Millwall’s fans were heavily criticised for booing players taking the knee before their match against Derby last Saturday and the club were determined there would be no repeat at The Den.
Thankfully, the crowd of 2,000 responded with applause as the two sets of players stood together with a banner promoting racial equality before kick-off, while QPR’s players taking a knee was respected.
Rowett said: “I don’t think they necessarily responded to a plea, I think they responded to a message that we’re trying to portray, which is anti-discrimination, a fight against inequality, a fight against racism.

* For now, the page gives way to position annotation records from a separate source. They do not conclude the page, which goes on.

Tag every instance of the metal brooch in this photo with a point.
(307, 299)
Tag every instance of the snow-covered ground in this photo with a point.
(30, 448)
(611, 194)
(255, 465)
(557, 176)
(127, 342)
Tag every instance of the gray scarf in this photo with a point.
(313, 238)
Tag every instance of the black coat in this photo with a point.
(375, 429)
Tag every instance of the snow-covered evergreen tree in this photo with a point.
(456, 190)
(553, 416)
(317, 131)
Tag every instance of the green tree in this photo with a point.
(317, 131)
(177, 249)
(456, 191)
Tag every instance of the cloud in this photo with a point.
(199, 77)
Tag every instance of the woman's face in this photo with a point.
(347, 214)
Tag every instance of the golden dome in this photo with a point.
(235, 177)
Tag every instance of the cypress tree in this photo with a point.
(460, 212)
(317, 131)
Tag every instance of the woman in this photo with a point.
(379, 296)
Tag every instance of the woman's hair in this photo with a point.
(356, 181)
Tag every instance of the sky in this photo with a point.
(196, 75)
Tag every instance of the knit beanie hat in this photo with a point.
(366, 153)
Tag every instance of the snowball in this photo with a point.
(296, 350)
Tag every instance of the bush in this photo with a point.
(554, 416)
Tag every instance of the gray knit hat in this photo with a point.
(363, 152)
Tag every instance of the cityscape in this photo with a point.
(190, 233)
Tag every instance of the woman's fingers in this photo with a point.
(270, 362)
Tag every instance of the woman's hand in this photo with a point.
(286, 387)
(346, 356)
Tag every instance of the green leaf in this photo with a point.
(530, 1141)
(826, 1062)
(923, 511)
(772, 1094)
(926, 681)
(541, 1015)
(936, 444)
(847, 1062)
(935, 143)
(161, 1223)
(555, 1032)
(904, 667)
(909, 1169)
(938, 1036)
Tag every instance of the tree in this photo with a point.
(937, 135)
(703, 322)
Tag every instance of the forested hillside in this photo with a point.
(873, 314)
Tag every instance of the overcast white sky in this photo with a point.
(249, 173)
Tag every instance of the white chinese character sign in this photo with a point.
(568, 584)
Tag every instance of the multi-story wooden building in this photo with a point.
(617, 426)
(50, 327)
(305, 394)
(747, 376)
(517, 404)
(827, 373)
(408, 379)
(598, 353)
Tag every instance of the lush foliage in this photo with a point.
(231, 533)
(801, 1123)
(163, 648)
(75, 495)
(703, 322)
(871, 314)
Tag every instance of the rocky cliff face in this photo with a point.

“None of us want racism in our society and I think football is a very powerful tool in order to fight it.
“For me, what we tried to do today was almost create a line between taking a knee being the only gesture and making another form of gesture, which the fans got behind fantastically well.
“I didn’t hear any negativity, I heard everyone get behind it.
“I’m sure there were people looking on in the football world, and the world in general, that were hoping that maybe there would be more negativity, but I’m proud of the fans and I’m proud of the club for the work they’ve been doing to try and make this a positive thing.”
Once the players got down to business on the pitch, QPR took the lead through a terrific strike from Ilias Chair in the 53rd minute.
Millwall goalkeeper Bartosz Bialkowski then made key saves from Lyndon Dykes, Bright Osayi-Samuel and Chair before substitute Jon Dadi Bodvarsson’s deflected shot rescued a draw for the Lions.
QPR boss Mark Warburton said: “I think Millwall deserve a lot of credit and it was a show of unity between two clubs after the events of the weekend and the huge publicity that it quite rightly received.
“It was a show of unity against all forms of discrimination by both sets of players, shoulder to shoulder.
“I liked the way that the game allowed players to then take the knee if they wanted to.
“I think it was a very smart move by the clubs and Millwall deserve a lot of credit and I hope that it sends out another powerful message about the rejection of discrimination in all forms of our game.”
On the result, Warburton added: “It was a silly goal to give away, so people will say it’s a tough place to come and it’s a good point, but we should have taken all three. That’s how I would assess it.”